In any case, I don't believe this crazy scenario floated at The Hill by Bill Owens, a former Democratic congressman:
What would lead one to believe a brokered [2016] GOP convention would result in a Speaker Paul Ryan (R-Wis.) [presidential] candidacy? Here's what I see.Bill? Stop -- your fillings are picking up signals from the aliens now, so you might want to get your meds rebalanced.
We have rumblings from establishment Republicans who have grave concerns about Donald Trump as the potential candidate, and for that matter, Sen. Ted Cruz (Texas) as well.
There are numerous reports of Republican donors holding back from supporting candidates at the same levels that they supported GOP nominee Mitt Romney in the 2012 campaign. As Gregory Devor, a major Republican fundraiser, said, "I cannot commit a dime to anybody because I don't see a future." Translation: There is no candidate who is likely to succeed in the general election.
... If one were to create a storyline with Machiavellian overtones, it might go something like this:
Party insiders, looking at the chaos in the House of Representatives and simultaneously the chaos in the Republican presidential process, ponder to whom they should turn. The obvious choice is Romney, and, maybe as a less obvious choice, Ryan. To set that plot in motion, they create a drama around the selection of the next Speaker of the House, aided by front-runner House Majority Leader Kevin McCarthy's (Calif.) blunder over Benghazi and the consistent chaos created by the Freedom Caucus and other far-right conservatives in the House, and see an opportunity to position Ryan as a savior in the House....

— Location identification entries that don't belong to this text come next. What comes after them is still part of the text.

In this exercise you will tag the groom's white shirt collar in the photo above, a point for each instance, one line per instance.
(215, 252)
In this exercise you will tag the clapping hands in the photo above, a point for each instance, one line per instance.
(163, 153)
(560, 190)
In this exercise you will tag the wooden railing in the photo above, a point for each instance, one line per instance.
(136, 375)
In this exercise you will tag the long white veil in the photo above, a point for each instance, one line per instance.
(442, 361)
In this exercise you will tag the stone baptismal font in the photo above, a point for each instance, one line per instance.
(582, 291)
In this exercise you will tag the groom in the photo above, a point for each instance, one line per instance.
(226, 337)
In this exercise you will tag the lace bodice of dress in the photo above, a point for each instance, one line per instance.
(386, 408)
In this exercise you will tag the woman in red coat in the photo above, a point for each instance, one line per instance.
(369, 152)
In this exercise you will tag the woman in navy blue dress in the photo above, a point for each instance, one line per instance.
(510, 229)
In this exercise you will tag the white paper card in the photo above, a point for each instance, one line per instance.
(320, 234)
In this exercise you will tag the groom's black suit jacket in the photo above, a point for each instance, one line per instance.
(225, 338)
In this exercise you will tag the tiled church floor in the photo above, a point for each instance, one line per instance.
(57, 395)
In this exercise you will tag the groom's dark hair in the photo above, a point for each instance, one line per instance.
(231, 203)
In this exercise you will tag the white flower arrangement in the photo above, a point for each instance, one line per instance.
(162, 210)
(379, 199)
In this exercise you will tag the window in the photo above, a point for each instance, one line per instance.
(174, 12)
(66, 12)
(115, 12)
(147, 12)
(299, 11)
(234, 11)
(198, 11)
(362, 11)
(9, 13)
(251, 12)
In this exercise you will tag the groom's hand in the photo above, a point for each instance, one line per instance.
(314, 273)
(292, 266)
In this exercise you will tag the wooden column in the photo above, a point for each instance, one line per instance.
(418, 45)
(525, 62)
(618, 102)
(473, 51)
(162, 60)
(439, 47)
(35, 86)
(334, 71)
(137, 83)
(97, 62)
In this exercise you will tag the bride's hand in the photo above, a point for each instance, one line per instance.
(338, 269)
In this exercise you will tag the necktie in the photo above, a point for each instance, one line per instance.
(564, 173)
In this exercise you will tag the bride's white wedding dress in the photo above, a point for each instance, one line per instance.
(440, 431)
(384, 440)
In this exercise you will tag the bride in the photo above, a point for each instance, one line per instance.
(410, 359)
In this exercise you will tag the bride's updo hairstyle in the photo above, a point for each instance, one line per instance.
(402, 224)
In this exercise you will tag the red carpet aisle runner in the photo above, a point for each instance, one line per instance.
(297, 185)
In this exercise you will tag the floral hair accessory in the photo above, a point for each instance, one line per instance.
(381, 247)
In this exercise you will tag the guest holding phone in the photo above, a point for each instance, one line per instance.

I can imagine the GOP Establishment wanting to stage a brokered convention with Ryan emerging as the nominee, but I can't imagine the crazies accepting it -- and I certainly can't believe that the downfall of both John Boehner and Kevin McCarthy was an elaborate bit of Kabuki theater meant to position Ryan as the party's savior at the 2016 convention. (If the muckamucks are thinking about him, he's well enough known that they didn't need to elevate him to the speakership in order to nominate him.)

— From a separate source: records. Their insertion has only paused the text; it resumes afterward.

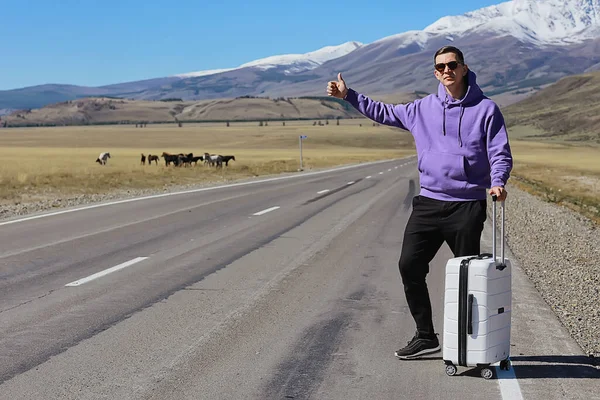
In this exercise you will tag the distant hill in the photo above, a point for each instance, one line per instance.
(105, 110)
(566, 110)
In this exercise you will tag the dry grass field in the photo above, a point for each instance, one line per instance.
(559, 171)
(47, 163)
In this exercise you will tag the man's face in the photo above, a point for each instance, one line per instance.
(443, 71)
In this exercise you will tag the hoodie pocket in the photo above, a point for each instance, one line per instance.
(442, 171)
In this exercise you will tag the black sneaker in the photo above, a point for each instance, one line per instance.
(417, 347)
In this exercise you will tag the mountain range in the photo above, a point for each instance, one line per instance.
(515, 48)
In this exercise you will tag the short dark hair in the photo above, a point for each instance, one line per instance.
(450, 49)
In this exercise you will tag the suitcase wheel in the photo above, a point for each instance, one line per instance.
(450, 370)
(487, 373)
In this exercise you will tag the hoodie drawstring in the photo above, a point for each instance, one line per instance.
(444, 118)
(462, 111)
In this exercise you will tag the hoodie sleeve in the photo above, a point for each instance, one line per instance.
(498, 149)
(399, 115)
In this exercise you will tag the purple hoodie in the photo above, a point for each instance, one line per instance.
(462, 145)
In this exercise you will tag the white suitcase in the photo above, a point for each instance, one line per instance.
(477, 310)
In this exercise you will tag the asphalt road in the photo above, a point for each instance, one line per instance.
(280, 288)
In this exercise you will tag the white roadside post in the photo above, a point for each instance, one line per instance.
(300, 142)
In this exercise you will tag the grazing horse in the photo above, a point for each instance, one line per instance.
(226, 159)
(152, 157)
(185, 159)
(196, 159)
(102, 158)
(170, 158)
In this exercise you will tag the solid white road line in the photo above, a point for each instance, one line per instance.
(155, 196)
(509, 386)
(106, 272)
(266, 211)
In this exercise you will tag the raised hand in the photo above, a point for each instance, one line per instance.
(337, 89)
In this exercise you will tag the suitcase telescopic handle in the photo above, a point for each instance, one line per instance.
(502, 232)
(470, 314)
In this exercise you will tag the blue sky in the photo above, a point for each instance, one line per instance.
(99, 42)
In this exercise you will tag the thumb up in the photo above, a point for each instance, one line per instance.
(337, 89)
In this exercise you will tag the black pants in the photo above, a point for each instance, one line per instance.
(458, 223)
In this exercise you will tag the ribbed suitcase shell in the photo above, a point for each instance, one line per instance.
(490, 286)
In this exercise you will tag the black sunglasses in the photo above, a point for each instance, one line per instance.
(441, 67)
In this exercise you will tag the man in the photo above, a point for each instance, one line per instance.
(462, 148)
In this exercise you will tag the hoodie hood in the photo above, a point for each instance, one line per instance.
(473, 94)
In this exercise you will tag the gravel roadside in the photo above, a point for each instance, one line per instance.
(558, 249)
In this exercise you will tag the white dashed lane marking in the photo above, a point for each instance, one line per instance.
(266, 211)
(106, 272)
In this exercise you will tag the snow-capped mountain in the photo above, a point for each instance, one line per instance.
(512, 46)
(543, 22)
(294, 63)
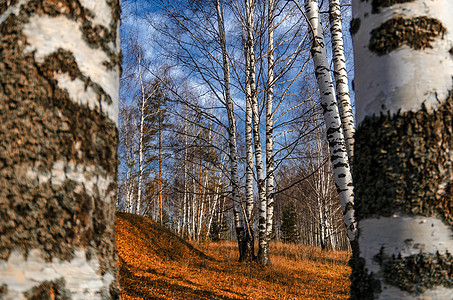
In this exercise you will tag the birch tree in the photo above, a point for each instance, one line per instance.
(59, 78)
(403, 167)
(341, 77)
(338, 153)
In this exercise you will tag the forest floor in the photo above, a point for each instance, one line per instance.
(156, 264)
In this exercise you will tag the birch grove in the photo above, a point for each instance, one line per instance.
(403, 165)
(60, 78)
(338, 152)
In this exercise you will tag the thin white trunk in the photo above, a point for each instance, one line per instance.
(341, 77)
(404, 97)
(338, 153)
(269, 130)
(232, 140)
(61, 188)
(249, 93)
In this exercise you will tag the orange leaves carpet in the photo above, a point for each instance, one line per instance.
(156, 264)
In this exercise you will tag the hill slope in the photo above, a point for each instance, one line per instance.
(156, 264)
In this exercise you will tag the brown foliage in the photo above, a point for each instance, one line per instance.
(156, 264)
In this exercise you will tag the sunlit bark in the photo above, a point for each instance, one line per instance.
(403, 166)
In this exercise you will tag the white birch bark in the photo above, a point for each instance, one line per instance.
(338, 153)
(341, 77)
(141, 131)
(404, 77)
(232, 140)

This can't work. The nomination of an establishmentarian who didn't win any primaries would make the rank-and-file crazies more furious than they are now; they'd respond by boycotting the entire party up and down the ballot.
Maybe the muckamucks don't grasp that, so maybe they'll want to pull a backroom deal to nominate Ryan -- but they'll do that at their peril. (However, if Jeb Bush were suddenly to make a miraculous comeback and were to lead the race without quite having enough votes to win on the first ballot, the crazies would gladly welcome an alternative chosen by stealth -- but the party elders would want to go with Jeb, so speculation on that scenario is pointless.)
Maybe the party's voters will change by 2020. Maybe the party bosses will figure out a more Establishment-friendly way to structure the primaries by then. (They thought they had the contest rigged this time.) But with things as they are, I still don't see Ryan as a nominee in the near future.